# Set operations on RDDs

**NOTE: This notebook is worth 10% of the grade of project 2.**

[Introduction to Spark with Python, by Jose A. Dianes](https://github.com/jadianes/spark-py-notebooks)

Spark supports many of the operations we have in mathematical sets, such as union and intersection, even when the RDDs themselves are not properly sets. It is important to note that these operations require that the RDDs being operated on are of the same type.  

Set operations are quite straightforward to understand as it work as expected. The only consideration comes from the fact that RDDs are not real sets, and therefore operations such as the union of RDDs doesn't remove duplicates. In this notebook we will have a brief look at `subtract`, `distinct`, and `cartesian`.       

## Getting the data and creating the RDD

In this notebook we will use the reduced dataset (1 percent) provided for the KDD Cup 1999, containing nearly half million network interactions. The file is provided as a *Gzip* file in the local directory.  

In [1]:
import os
import gzip
data_file = os.getcwd() + "/../kddcup.data_1_percent.gz"
# TODO: read the textFile from 'data_file' into 'raw_data'. Hint: use sc.textFile(<local path>) 
with gzip.open(data_file, "rt") as f:
    raw_data = [row.strip() for row in f.readlines()]

## Getting attack interactions using `subtract`

For illustrative purposes, imagine we already have our RDD with non attack (normal) interactions from some previous analysis.   

In [2]:
normal_raw_data = [row for row in raw_data if "normal." in row]

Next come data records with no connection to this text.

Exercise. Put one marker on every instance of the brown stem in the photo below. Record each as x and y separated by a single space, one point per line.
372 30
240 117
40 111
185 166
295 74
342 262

We can obtain attack interactions by subtracting normal ones from the original unfiltered RDD as follows.  

In [3]:
# TODO: generate a RDD `attack_raw_data` as `raw_data` subtraced by `normal_raw_data`
attack_raw_data = [row for row in raw_data if row not in normal_raw_data]
print(type(attack_raw_data))
print("The correct answer should be a RDD object")

<class 'list'>
The correct answer should be a RDD object


Let's do some counts to check our results.  

In [4]:
from time import time

# count all
t0 = time()
raw_data_count = len(raw_data)
tt = time() - t0
print("All count in {} secs".format(round(tt,3)))
print ("Len raw_data: {}".format(raw_data_count))

All count in 0.0 secs
Len raw_data: 49402


In [5]:
# count normal
t0 = time()
normal_raw_data_count = len(normal_raw_data)
tt = time() - t0
print("Normal count in {} secs".format(round(tt,3)))

Normal count in 0.0 secs


In [6]:
# count attacks
t0 = time()
attack_raw_data_count = len(attack_raw_data)
tt = time() - t0
print("Attack count in {} secs".format(round(tt,3)))

Attack count in 0.0 secs


In [7]:
print("There are {} normal interactions and {} attacks, from a total of {} interactions".format(normal_raw_data_count,attack_raw_data_count,raw_data_count))


There are 9641 normal interactions and 39761 attacks, from a total of 49402 interactions


So now we have two RDDs, one with normal interactions and another one with attacks.  

## Protocol and service combinations using `cartesian`

We can compute the Cartesian product between two RDDs by using the `cartesian` transformation. It returns all possible pairs of elements between two RDDs. In our case we will use it to generate all the possible combinations between service and protocol in our network interactions.  

First of all we need to isolate each collection of values in two separate RDDs. For that we will use `distinct` on the CSV-parsed dataset. From the [dataset description](http://kdd.ics.uci.edu/databases/kddcup99/kddcup.names) we know that protocol is the second column and service is the third (tag is the last one and not the first as appears in the page).   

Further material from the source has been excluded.